UNSW Business School students dig deep at Hult Prize with DIY soil testing kit

Friday, 8 June 2018  Media Alerts

Photo: Alan Nguyen, Tanya Han and Gary Liang

Three UNSW Business School students have travelled to Mexico to pitch their world-changing ideas in the Hult Prize, the largest student competition and start-up accelerator in the world. The Hult Prize brings together talented university students from around the globe to address critical social issues with sustainable social enterprises. The challenge for the young entrepreneurs this year was to harness the power of energy to impact 10 million lives by 2025. The winning team have the chance to launch their for-good for-profit business with $1 million in seed capital.

Current UNSW Business School students Tanya Han, Gary Liang, and Alan Nguyen competed against 67 teams in the regional final in Mexico City. After months of hard work, the group came up with an idea to tackle the lack of arable land in Sub-Saharan Africa.  

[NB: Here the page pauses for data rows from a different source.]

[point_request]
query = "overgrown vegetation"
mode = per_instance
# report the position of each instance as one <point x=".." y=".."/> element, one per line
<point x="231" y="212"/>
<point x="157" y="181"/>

"SoilCare is a DIY soil testing kit that aims to provide an affordable, accessible and easy to use tool for smallholder farmers to test their soil and identify the nutrient deficiencies," says Tanya Han.

Issues with soil affect the productive capacity of smallholder farmers and reinforce cycles of food shortage and poverty.

"SoilCare would also act as a resource for farmers to create a plan of action to address their soil issues, through a text-message based chatbot soil expert."

The regional final took place at the Instituto Tecnológico Autónomo de México, where students had the chance to hear from Hult Prize founder Ahmad Ashkar and meet the other competing teams.

"This was an incredible experience that allowed us to meet with like-minded young people from all over the world to share our thoughts on sustainable social entrepreneurship and discuss all things energy.

"We're grateful to UNSW Business School for supporting us on this journey and would absolutely encourage other UNSW teams to enter the Hult Prize in the future."

The team narrowly missed out on progressing to the finals, but received valuable advice for their social enterprise idea from the judges and mentors.